Energetic Ceilings of Astrophysical Gravitational-Wave Backgrounds

TL;DR

This paper establishes a universal energy limit for astrophysical gravitational-wave backgrounds, applies it to various sources, and finds current observations are consistent with black hole populations near this ceiling.

Contribution

It introduces a population-agnostic scaling law that sets an absolute energetic ceiling for stochastic gravitational-wave backgrounds across all frequencies.

Findings

The energetic ceiling for supermassive black hole binaries is approximately 1.6 x 10^{-15} at 1 yr^{-1}.

Current GWB observations are consistent with being powered by ultramassive black holes.

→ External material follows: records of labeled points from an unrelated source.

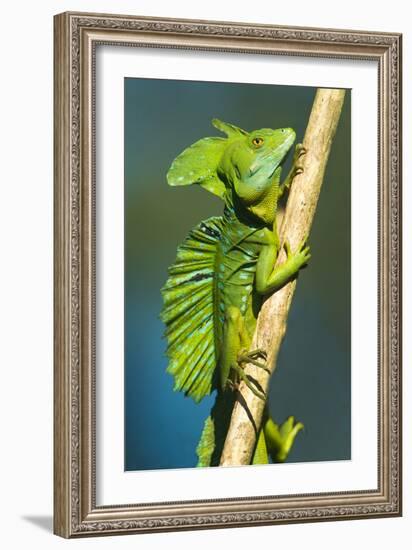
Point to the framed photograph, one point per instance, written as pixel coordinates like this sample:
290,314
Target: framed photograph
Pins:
227,274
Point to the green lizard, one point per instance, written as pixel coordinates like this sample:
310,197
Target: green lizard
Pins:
222,272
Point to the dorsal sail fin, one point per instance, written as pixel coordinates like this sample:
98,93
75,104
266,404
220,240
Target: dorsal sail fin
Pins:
188,311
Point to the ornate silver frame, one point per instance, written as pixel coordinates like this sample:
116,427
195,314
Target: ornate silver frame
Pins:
75,510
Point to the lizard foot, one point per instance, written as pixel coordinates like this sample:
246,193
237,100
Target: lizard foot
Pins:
300,150
251,356
280,439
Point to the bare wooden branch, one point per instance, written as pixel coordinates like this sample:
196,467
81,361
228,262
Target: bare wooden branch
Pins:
271,323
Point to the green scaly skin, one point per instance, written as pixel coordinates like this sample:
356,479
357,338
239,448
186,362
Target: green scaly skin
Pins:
223,271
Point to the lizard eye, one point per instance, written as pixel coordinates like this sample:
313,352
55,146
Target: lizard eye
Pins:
257,142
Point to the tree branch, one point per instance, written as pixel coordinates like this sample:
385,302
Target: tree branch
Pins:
271,323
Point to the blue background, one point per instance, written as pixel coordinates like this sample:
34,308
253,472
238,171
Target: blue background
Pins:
312,381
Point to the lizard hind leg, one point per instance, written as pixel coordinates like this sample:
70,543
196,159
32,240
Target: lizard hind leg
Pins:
235,341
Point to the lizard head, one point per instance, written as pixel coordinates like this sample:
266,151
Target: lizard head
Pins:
243,169
251,168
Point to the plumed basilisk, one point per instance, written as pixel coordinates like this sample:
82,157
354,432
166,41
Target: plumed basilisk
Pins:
222,272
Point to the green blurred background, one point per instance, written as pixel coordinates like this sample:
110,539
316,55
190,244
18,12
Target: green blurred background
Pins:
312,381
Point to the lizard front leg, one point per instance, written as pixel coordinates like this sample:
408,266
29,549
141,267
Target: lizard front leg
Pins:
269,278
296,169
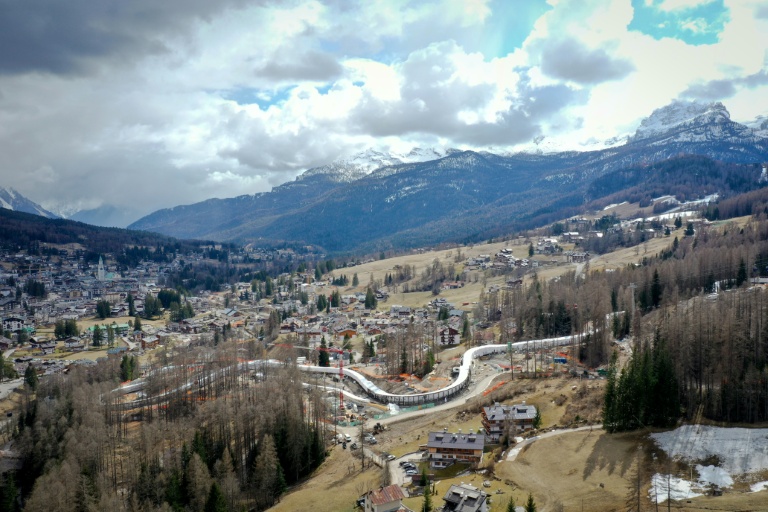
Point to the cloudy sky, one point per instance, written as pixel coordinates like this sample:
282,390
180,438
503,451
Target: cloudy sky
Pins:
148,104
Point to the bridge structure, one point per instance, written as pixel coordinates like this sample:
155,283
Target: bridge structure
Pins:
370,389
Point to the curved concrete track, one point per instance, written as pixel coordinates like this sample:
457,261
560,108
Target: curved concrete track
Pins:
369,388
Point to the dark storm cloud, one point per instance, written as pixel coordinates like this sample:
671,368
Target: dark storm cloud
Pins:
64,36
570,60
310,65
432,100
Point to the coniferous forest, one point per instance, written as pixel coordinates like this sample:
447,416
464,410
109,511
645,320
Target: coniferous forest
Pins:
233,442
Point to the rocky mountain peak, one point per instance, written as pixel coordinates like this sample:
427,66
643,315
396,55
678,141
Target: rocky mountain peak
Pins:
11,199
680,115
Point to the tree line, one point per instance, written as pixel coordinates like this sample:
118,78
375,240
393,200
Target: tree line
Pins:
235,440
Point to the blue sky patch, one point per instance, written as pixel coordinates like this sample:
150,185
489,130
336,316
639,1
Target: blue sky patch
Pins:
695,25
509,24
264,98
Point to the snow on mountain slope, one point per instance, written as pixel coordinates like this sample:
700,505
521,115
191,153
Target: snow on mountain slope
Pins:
345,170
691,121
10,199
759,125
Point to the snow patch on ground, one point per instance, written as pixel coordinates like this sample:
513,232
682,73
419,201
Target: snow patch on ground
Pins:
672,487
714,475
739,451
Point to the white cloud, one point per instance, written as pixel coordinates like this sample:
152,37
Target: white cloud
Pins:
155,125
679,5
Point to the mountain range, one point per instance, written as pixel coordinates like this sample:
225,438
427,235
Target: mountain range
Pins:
10,199
377,201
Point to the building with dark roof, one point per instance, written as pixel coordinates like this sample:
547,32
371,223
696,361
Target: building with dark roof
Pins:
445,448
465,498
499,419
385,499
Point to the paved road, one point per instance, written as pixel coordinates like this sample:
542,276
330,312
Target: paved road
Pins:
6,387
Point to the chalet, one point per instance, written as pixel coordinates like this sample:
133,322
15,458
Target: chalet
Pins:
9,304
465,498
14,323
445,448
385,499
448,336
46,348
74,344
148,342
498,419
399,311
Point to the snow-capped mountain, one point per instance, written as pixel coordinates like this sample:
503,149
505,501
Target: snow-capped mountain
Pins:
10,199
691,121
759,125
352,168
379,198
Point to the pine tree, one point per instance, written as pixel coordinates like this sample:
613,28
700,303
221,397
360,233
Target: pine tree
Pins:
322,358
131,305
530,505
98,336
427,505
216,501
30,377
370,299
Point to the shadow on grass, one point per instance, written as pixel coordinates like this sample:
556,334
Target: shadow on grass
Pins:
612,452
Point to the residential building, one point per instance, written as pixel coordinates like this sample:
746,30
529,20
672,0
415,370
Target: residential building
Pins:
385,499
465,498
445,448
499,418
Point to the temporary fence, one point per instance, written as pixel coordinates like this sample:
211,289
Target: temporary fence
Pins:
403,410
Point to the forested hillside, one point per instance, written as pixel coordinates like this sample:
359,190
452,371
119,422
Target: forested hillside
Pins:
228,445
20,230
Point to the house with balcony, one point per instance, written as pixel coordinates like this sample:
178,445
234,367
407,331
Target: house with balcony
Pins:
444,448
500,419
465,498
385,499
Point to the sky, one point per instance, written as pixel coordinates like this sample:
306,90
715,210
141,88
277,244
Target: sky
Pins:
147,104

The total astrophysical background cannot exceed a density parameter of about 10^{-7}.

Abstract

Every astrophysical stochastic gravitational wave (GWB) is limited by the amount of rest mass available to be converted into gravitational radiation. Here we derive a population-agnostic scaling law that places an absolute energetic ceiling on stochastic backgrounds across the entire GW frequency spectrum, from nanoHertz to kilohertz. We apply this framework to bound the backgrounds from supermassive black hole binaries, intermediate-mass black hole captures by supermassive black holes in AGN disks, extreme mass-ratio inspirals, binary neutron stars, Population III remnants, and stellar-mass binary black holes. We find that the energetic ceiling for supermassive black hole binaries is $A \leq 1.6^{+0.3}_{-0.3} \times 10^{-15}$ at a reference frequency of $1\,{\rm yr}^{-1}$. This astrophysical GWB ceiling is within $1\sigma$ with the GWB amplitude reported by NANOGrav, EPTA, and PPTA, implying that the current observed signal is consistent with being powered by a population of ultramassive black holes ($M_\bullet \gtrsim 10^{10}\,M_\odot$). Finally, we demonstrate that the total astrophysical background from all channels combined cannot exceed $\Omega_{\rm gw} \sim 10^{-7}$.